Fowler's toad is one of several types of toads common to the eastern coastal plain of North America. Two species of Fowler's toad generally are found in these regions: Bufo fowleri and Anaxyrus fowleri. These toads are usually rather small, and may be grayish, brownish, or greenish in color. The back of the Fowler's toad normally bears several darkly colored blotches, each with at least three wart-like protrusions.
These toads are typically nocturnal, and usually spend their days in a sandy burrow at the edge of a pond or river. They can also sometimes be found near forested areas and in open fields. They mostly feed on insects. Fowler's toads will generally retreat into their burrows when the weather is inhospitable to them, whether it be too cold or too arid. Their natural predators include birds, small animals, and snakes, and they may protect themselves by playing dead, or by emitting a foul-tasting, potentially harmful substance from their dorsal warts.
Females of the species are not usually as darkly colored as the males. These toads can vary somewhat in color, with some specimens being light brown or yellowish, others being gray, and some being more greenly tinted. They can usually be identified by their pale abdomens, which almost always bear a single darkly colored splotch. Splotches on the toad's back are generally a darker shade of the toad's overall color. Each of these dorsal splotches typically contains at least three dorsal warts, but may contain more.
The typical adult Fowler's toad reaches a maximum length of 1.9 to 3.74 inches (5 to 9.5 centimeters) at maturity. It can take the Fowler's toad up to three years to reach sexual maturity, though many specimens mature faster than that. These toads usually mate in late spring or early summer. They usually breed at the water's edge, near lakes, swamps, and ponds.

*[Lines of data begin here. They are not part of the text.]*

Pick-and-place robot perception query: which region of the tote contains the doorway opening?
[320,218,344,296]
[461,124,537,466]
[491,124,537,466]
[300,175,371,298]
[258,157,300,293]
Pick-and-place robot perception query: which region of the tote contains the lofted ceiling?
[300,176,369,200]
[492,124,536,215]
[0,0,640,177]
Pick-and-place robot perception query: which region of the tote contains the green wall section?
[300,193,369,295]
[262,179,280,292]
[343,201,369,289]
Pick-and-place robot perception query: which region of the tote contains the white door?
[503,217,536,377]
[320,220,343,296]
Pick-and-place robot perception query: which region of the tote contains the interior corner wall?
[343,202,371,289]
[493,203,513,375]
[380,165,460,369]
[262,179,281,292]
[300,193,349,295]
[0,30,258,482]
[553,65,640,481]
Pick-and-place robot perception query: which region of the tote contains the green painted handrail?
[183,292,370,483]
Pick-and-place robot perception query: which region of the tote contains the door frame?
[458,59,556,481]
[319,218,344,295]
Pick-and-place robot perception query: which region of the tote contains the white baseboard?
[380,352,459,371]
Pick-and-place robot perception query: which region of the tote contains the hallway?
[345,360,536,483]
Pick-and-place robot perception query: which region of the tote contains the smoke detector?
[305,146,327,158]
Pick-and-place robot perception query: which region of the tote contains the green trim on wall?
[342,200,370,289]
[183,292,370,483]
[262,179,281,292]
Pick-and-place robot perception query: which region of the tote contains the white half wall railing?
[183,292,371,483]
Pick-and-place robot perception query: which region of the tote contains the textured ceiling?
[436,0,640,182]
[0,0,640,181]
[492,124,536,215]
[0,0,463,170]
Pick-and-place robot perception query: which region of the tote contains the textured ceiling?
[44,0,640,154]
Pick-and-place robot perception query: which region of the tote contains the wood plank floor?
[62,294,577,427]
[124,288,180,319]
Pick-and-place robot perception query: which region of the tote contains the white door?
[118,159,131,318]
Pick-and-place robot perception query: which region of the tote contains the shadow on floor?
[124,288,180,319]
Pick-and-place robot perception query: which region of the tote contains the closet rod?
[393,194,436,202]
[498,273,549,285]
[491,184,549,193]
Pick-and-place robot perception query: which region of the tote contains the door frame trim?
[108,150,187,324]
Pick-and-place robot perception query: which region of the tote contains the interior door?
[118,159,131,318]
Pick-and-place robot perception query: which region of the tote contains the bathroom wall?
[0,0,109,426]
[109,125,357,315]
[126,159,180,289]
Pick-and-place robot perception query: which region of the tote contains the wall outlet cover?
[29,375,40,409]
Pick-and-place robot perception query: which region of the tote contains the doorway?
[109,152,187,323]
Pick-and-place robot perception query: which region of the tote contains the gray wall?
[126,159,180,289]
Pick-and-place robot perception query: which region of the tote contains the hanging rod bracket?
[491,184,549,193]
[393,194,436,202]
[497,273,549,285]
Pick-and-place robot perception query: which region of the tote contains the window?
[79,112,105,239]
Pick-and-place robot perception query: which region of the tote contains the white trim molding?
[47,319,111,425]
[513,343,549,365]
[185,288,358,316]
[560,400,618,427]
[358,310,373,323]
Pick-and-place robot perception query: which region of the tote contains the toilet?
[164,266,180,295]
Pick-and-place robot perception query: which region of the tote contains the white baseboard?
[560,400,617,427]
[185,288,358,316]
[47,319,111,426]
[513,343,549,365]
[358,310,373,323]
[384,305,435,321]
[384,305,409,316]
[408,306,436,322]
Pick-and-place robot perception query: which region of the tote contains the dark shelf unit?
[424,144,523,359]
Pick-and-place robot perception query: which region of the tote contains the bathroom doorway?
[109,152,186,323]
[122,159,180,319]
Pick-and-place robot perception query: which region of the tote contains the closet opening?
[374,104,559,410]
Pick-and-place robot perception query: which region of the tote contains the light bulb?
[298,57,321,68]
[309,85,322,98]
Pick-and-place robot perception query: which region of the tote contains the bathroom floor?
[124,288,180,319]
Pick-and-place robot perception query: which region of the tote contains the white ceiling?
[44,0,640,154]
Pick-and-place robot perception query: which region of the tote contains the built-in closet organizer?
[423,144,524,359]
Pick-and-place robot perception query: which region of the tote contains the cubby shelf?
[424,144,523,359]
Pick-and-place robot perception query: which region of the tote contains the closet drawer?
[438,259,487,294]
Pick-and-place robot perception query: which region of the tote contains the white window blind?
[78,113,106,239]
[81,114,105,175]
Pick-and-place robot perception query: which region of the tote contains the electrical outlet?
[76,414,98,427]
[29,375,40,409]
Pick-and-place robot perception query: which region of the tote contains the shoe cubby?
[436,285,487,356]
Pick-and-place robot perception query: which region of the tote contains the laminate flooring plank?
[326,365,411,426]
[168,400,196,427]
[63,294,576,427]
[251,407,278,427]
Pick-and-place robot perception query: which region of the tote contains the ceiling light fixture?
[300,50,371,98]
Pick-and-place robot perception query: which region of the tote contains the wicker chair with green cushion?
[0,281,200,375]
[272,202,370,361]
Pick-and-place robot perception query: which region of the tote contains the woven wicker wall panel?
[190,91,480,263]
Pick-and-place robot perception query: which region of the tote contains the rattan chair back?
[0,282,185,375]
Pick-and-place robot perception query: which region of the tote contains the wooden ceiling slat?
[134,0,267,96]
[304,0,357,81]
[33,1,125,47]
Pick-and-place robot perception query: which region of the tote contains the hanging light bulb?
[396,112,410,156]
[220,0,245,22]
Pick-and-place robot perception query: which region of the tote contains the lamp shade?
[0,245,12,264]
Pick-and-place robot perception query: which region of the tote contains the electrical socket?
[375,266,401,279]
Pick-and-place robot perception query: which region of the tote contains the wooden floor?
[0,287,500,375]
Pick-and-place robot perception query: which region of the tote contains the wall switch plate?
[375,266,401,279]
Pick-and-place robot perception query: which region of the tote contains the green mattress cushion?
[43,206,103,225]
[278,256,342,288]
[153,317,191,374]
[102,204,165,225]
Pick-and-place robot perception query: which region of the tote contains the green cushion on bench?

The female Fowler's toad generally carries 7,000 to 10,000 eggs on the outside of her body. It usually takes between 48 hours and a week for the fertilized eggs of this toad species to hatch. Tadpoles typically begin their metamorphosis about a month later.
The male can usually fertilize a female's eggs by mounting her from behind. It is common for males of this species to accidentally attempt fertilization on other males. The male Fowler's toad is believed to have evolved a distress call to warn away other males who may attempt to fertilize it.